New inequalities. Beyond favoritism in the provision of care for the politically well-con­nected, single-payer health care systems often restrain costs by limiting surgeries for the eld­erly, restricting dialysis, withholding care from very premature infants, reducing the number of intensive care beds, limiting MRI availability, and restricting access to specialists.

Labor strikes and personnel shortages. In 2004, a health worker strike in British Columbia, Canada, resulted in the cancellation of 5,300 sur­geries and numerous MRI examinations, CT scans, and lab tests. Canada also has a shortage of physicians, and the recruitment and retention of doctors in Britain has become a chronic problem.

Outdated facilities and medical equipment. Advances in medical technology are often seen in terms of their costs rather than their benefits, and investment is slower. For example, an esti­mated 60 percent of radiological equipment in Canada is technically outdated.

Politicization and lost liberty. Patient auton­omy is curtailed in favor of the judgment of an elite few, who dictate what health care needs and desires ought to be while imposing social controls over activities deemed undesirable or at odds with an expanding definition of “public health.” Government officials would claim a compelling interest in many areas now consid­ered personal.

Conclusion. The very real problems of Amer­ica’s health care system, including the problem of uninsurance, can be addressed through innova­tive market-based solutions.
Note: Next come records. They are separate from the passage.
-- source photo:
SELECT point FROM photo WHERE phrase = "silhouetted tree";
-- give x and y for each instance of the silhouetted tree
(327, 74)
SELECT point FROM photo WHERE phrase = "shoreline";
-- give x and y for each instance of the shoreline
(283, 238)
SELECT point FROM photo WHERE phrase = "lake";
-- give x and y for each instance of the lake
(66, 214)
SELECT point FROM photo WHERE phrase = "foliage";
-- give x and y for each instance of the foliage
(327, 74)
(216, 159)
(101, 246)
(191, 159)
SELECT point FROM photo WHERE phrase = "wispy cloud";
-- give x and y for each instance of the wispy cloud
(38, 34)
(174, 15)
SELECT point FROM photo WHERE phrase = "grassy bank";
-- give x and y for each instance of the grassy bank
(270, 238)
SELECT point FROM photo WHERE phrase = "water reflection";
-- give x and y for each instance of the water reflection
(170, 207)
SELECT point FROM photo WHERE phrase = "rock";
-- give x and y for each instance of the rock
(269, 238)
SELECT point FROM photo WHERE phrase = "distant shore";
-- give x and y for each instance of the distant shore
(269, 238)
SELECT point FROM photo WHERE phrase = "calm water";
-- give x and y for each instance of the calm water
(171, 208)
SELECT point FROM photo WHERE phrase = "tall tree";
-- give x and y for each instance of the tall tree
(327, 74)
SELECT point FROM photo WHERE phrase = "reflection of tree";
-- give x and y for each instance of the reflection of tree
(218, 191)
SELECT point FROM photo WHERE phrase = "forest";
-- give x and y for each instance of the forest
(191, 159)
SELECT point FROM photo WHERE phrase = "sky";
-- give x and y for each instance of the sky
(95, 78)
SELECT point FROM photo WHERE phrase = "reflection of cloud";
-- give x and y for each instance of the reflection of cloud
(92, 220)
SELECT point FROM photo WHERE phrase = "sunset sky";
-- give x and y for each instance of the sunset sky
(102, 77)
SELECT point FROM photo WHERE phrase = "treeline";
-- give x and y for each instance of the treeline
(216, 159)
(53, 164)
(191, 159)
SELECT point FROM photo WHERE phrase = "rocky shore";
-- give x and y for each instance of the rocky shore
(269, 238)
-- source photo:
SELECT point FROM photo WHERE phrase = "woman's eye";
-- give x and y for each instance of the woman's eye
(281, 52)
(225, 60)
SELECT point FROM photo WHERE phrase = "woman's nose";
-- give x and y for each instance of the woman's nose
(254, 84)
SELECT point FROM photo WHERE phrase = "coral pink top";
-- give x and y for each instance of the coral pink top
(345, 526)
While critics of the market approach are free to claim that a future health care system based on free and voluntary exchange would have pernicious rather than pos­itive effects, the evidence-based approach to health policy finds little to support the promised superiority of national health insurance. In the end, the socialist vision of medicine will achieve Orwellian results: The promise of health care cov­erage becomes health rationing, access to univer­sal coverage means delays in access to care, official fairness yields to favoritism by officials, freedom of choice becomes coerced conformity, and dem­ocratic deliberation is replaced by bureaucratic decision-making.

Kevin C. Fleming, M.D., is an internist and geri­atrician in the Division of General Internal Medicine at the Mayo Clinic in Rochester, Minnesota.